# cypress mulch problem?



## torti (Nov 28, 2011)

Hi, I'm new and I had my sully for about 3 months now. I've been housing him with soil and sand mix from the pet store I bought him from. I just found out that sand isn't safe for him. I read on the forums here that cypress mulch is a good replacement. But read elsewhere that it causes mite problems, would love some feed back. BTW I absolutely love this forum, I've learned so much from you guys just after a few days of discovering it. ^_^


----------



## tyler0912 (Nov 29, 2011)

Glad you like the forum!  
Welcome!  
I use Cypress mulch and plan on doing soo....
I have never had mite problems....atall?
I buy mine from ...
Amazon.com
Sorry i can't help further.


----------



## pdrobber (Nov 29, 2011)

welcome. I use cypress and have not had problems with mites. You may get other little bugs such as springtails or fruit flies but they are harmless.


----------



## dmarcus (Nov 29, 2011)

Hello and welcome to the forum...

I agree, I am using it now and I am very happy with it. No issue with mites...


----------



## torti (Nov 29, 2011)

Thanks for the feedback. Going to head to the store right now and get some. I just needed reassurance =)


----------



## Yvonne G (Nov 29, 2011)

Hi torti:

Welcome to the Tortoise Forum!!

May we know your name and where you are?


----------



## dds7155 (Nov 29, 2011)

I agree cypress much is the only way to go,


----------



## Mao Senpai (Nov 29, 2011)

Never had an issue with the cypress mulch I've used.... from two different kinds too. HOWEVER the.... repti bark stuff I bought at petco ... was really nasty. It was fine at first then it started to grow a lot of mites and break down and smell weird.


----------



## EKLC (Nov 29, 2011)

My mulch has little bugs in it, so I roast the new stuff at 225 degrees for 20 minutes before adding it


----------



## torti (Nov 29, 2011)

Hi my name is Lyly, I'm from elk grove, CA. 
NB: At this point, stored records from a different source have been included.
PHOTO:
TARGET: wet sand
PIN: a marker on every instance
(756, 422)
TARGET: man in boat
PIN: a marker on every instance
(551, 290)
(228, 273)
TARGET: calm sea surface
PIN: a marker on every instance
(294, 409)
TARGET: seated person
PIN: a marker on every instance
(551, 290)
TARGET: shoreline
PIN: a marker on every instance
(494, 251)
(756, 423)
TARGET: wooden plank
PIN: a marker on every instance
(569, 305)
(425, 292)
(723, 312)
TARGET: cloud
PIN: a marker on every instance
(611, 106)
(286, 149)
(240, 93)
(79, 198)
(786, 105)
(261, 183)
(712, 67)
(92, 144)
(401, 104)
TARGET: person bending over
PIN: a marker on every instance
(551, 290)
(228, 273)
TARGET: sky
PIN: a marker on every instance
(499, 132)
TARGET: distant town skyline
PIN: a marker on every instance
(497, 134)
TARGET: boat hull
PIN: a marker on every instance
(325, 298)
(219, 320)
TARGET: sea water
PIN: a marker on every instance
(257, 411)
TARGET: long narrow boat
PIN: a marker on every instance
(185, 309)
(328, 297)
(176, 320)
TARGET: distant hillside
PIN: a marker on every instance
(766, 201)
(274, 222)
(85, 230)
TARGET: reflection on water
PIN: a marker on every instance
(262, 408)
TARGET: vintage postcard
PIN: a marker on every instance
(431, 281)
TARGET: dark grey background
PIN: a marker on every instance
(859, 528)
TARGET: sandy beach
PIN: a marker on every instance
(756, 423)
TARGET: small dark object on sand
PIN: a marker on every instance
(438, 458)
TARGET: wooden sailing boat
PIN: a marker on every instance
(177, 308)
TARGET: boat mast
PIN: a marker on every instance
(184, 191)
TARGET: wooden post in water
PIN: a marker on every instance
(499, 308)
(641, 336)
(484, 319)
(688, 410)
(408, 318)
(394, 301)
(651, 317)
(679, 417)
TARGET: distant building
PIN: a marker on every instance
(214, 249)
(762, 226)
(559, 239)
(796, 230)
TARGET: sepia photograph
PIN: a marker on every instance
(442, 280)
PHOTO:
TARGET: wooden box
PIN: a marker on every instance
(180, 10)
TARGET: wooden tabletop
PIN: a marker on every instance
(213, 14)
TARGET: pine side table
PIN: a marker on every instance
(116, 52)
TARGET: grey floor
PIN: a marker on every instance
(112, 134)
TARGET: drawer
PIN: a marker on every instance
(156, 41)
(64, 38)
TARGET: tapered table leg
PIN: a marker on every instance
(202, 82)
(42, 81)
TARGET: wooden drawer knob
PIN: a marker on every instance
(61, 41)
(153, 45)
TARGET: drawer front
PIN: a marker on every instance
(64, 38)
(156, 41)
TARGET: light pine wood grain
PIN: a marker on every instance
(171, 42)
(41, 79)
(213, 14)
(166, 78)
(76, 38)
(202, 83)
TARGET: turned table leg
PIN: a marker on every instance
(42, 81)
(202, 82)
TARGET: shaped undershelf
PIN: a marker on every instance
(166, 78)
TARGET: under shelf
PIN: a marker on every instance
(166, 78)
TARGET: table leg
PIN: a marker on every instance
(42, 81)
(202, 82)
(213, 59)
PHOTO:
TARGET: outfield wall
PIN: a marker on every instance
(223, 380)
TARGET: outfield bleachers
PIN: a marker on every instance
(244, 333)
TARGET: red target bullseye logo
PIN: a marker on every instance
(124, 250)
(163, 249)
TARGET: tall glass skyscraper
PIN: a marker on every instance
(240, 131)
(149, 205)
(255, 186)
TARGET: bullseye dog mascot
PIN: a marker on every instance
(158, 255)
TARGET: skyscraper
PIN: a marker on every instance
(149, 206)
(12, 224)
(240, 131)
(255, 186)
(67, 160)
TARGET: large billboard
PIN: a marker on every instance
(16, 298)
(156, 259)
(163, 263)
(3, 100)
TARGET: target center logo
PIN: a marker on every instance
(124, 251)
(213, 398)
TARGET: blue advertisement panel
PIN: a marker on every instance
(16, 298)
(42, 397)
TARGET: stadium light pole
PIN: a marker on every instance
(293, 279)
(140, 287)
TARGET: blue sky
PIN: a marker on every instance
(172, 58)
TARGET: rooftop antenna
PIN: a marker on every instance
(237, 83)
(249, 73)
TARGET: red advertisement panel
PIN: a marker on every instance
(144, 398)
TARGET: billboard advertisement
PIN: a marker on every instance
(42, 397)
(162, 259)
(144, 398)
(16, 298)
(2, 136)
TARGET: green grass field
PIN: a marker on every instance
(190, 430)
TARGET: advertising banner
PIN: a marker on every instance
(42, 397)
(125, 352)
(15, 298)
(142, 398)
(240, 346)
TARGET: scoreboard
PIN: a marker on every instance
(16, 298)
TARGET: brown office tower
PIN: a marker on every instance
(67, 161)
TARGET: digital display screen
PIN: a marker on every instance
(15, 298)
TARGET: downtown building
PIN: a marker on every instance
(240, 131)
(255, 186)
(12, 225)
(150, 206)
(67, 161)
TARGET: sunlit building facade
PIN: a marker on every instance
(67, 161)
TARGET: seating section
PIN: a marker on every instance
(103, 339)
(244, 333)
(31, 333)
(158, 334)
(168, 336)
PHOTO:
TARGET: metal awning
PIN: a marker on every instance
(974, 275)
I will definately take your advice on roasting them before using. Went out to home depot this morning and couldn't find any =( will try again later


----------



## CtTortoiseMom (Nov 29, 2011)

I alway's freeze my mulch. Either by leaving it outside or shoving it in my freezer. It works well for me and I just let it thaw for a day before putting it in the enclosure.


----------



## DanaDale18 (Nov 29, 2011)

great question. im in cali too. the best way to ensure bug death on bedding, substrate what ever you will call it is to soak. fill 5 gallon bucket with bedding and fill slowly with water. a second bucket sitting on top helps ensure all substrate is flooded. fill second bucket with water to weigh down. basically fill bottom bucket with cypress, set second bucket on top. put 2 to 3 gallons in top bucket and fill bottom bucket with water. let sit for 24 hours. works great helps with moisturizing all of the wood deeply. hope this helps


----------



## Madkins007 (Nov 29, 2011)

The little bugs don't bother me, but you can get rid of them in the winter by letting the bag freeze hard for a few days (ideally a week or so), or by damping the stuff and setting the bag in full sunlight to 'broil' for several days (again, ideally a week or so). The little buggers are hardy, so let it work for a while.
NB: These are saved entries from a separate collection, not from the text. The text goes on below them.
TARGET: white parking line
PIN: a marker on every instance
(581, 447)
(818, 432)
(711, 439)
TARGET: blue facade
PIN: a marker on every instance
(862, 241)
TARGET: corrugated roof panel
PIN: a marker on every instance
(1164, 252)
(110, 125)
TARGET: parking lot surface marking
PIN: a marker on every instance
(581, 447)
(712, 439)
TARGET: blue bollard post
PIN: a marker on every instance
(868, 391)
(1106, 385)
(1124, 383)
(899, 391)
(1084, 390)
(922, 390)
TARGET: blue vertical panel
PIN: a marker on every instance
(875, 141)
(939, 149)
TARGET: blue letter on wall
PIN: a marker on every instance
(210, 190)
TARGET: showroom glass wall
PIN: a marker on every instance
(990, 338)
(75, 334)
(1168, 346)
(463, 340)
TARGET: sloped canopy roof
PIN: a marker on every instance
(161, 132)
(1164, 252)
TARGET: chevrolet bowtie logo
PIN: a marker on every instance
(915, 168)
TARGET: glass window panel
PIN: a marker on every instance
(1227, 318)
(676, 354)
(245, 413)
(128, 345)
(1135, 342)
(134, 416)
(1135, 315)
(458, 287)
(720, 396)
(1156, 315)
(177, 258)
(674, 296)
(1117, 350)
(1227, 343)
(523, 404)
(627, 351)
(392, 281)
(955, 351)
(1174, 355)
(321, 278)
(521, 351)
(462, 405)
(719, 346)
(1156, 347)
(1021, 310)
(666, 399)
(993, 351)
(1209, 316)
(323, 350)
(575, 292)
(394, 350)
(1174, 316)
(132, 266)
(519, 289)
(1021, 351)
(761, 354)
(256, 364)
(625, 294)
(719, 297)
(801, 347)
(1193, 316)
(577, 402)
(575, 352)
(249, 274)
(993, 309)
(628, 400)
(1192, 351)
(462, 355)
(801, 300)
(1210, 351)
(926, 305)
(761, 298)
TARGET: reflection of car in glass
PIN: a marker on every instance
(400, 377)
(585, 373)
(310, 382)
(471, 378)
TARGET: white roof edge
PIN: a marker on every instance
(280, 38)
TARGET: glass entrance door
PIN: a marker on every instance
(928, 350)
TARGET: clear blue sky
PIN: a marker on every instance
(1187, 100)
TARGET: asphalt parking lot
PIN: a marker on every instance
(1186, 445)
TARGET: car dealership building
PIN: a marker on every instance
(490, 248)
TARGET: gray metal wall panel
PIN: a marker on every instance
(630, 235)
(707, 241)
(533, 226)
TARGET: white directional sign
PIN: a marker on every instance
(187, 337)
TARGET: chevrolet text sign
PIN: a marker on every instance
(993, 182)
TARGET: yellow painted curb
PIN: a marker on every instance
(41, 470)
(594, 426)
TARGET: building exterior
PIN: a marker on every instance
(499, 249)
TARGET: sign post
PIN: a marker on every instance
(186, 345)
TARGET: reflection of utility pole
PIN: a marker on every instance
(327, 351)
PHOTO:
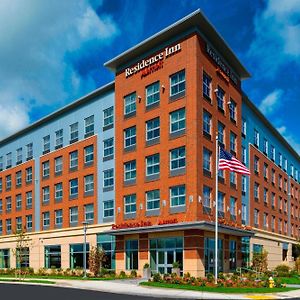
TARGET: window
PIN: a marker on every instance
(130, 204)
(58, 191)
(206, 196)
(132, 251)
(152, 129)
(19, 201)
(73, 159)
(58, 165)
(73, 183)
(59, 138)
(177, 195)
(130, 104)
(153, 199)
(206, 86)
(130, 170)
(206, 160)
(8, 182)
(19, 178)
(8, 160)
(89, 126)
(89, 213)
(108, 148)
(152, 94)
(108, 117)
(53, 257)
(177, 158)
(232, 110)
(28, 175)
(177, 120)
(29, 199)
(232, 141)
(89, 154)
(73, 215)
(46, 141)
(46, 168)
(46, 194)
(108, 178)
(206, 123)
(220, 98)
(108, 208)
(177, 84)
(152, 164)
(19, 155)
(89, 183)
(74, 132)
(130, 137)
(46, 219)
(221, 130)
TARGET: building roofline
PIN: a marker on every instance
(270, 126)
(102, 90)
(195, 19)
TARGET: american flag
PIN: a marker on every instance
(228, 162)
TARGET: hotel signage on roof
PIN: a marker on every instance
(153, 63)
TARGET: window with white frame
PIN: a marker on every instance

I like the idea of drowning the suckers too! I just don't have a big enough tub or the patience to do it in batches.


----------



## Tom (Nov 29, 2011)

Actual mites are a very rare problem for tortoises. I won't say it doesn't exist, but I have never seen a case in 25 years.
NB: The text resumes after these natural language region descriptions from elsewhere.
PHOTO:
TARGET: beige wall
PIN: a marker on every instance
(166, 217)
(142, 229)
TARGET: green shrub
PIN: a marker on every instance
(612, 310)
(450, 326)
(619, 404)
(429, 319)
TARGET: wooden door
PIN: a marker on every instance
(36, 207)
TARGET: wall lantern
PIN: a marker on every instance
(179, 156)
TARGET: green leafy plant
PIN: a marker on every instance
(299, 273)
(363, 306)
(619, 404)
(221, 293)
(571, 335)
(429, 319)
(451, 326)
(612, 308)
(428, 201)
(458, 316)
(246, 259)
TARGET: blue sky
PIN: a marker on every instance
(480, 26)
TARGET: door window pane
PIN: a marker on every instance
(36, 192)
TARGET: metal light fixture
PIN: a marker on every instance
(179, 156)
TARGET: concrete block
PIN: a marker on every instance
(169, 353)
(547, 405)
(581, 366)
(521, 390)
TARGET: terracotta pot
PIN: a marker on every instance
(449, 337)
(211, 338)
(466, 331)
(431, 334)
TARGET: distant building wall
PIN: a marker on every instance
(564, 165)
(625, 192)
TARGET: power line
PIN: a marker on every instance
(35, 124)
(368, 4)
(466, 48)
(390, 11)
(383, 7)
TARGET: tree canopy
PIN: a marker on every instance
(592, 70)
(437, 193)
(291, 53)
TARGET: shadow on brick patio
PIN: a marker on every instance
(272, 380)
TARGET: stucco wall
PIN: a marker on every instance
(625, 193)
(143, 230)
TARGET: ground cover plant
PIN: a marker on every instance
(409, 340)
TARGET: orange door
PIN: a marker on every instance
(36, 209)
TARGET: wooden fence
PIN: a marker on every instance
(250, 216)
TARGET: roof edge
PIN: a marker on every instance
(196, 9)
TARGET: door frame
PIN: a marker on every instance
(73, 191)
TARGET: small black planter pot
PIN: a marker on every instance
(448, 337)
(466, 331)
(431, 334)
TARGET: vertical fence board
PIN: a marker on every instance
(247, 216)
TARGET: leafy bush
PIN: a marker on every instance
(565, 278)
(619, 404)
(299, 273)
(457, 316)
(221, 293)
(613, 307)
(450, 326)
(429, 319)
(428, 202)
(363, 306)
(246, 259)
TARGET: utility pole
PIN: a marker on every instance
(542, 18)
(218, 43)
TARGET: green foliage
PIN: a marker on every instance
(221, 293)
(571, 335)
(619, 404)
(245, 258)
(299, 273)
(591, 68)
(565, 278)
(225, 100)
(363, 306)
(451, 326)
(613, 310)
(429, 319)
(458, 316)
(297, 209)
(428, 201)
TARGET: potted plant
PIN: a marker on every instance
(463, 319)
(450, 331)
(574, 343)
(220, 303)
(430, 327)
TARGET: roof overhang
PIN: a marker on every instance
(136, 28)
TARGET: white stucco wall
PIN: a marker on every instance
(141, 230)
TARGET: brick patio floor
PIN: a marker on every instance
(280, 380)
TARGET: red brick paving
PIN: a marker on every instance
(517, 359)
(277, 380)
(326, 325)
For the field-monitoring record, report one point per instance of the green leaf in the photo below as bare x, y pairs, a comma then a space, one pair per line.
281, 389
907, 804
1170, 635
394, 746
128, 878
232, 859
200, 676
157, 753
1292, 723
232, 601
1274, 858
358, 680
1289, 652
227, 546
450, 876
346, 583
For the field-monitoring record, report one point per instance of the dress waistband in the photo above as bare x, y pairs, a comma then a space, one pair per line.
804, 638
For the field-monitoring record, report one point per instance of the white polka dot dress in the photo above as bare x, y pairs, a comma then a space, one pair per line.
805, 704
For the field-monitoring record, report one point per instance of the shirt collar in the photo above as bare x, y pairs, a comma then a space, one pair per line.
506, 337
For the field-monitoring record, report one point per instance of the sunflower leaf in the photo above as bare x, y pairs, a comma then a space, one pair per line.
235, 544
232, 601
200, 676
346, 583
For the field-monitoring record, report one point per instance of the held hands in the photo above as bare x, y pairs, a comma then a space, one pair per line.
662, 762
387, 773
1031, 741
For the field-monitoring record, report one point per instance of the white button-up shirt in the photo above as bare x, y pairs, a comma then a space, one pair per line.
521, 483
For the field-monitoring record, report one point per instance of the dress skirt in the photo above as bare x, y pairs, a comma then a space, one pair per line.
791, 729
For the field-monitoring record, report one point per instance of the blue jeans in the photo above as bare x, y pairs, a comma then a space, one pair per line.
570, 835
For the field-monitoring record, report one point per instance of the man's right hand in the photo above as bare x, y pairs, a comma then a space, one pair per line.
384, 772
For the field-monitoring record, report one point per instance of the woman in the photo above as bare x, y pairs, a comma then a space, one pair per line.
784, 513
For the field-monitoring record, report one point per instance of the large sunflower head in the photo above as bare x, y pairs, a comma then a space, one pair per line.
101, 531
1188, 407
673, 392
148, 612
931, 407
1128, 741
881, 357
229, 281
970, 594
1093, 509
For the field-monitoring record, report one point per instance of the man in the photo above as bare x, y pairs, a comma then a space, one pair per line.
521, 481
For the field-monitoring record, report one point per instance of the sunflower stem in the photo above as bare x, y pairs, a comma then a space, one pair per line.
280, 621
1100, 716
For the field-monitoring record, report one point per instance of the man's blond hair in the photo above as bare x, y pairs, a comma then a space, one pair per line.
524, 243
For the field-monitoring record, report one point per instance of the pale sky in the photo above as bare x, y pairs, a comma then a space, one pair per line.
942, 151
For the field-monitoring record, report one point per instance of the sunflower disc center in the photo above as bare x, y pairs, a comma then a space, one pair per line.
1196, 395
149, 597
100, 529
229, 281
Now substrate flies, or phorid flies, are entirely different. These bugs are present in the environment and do not come from a dry bag of substrate. These bugs are harmless detrivores and need warmth, humidity and food to survive and reproduce. It is pretty much impossible to keep them away if you are using any sort of damp bedding and heat lamps. You can kill them off by cooking or drowning, but they will return, just the same way they got there in the first place.


----------



## torti (Nov 29, 2011)

You guys are awesome I think I will try the drowning the bugs. Sounds like a great idea plus it soaks the substrate thanks ^_^


----------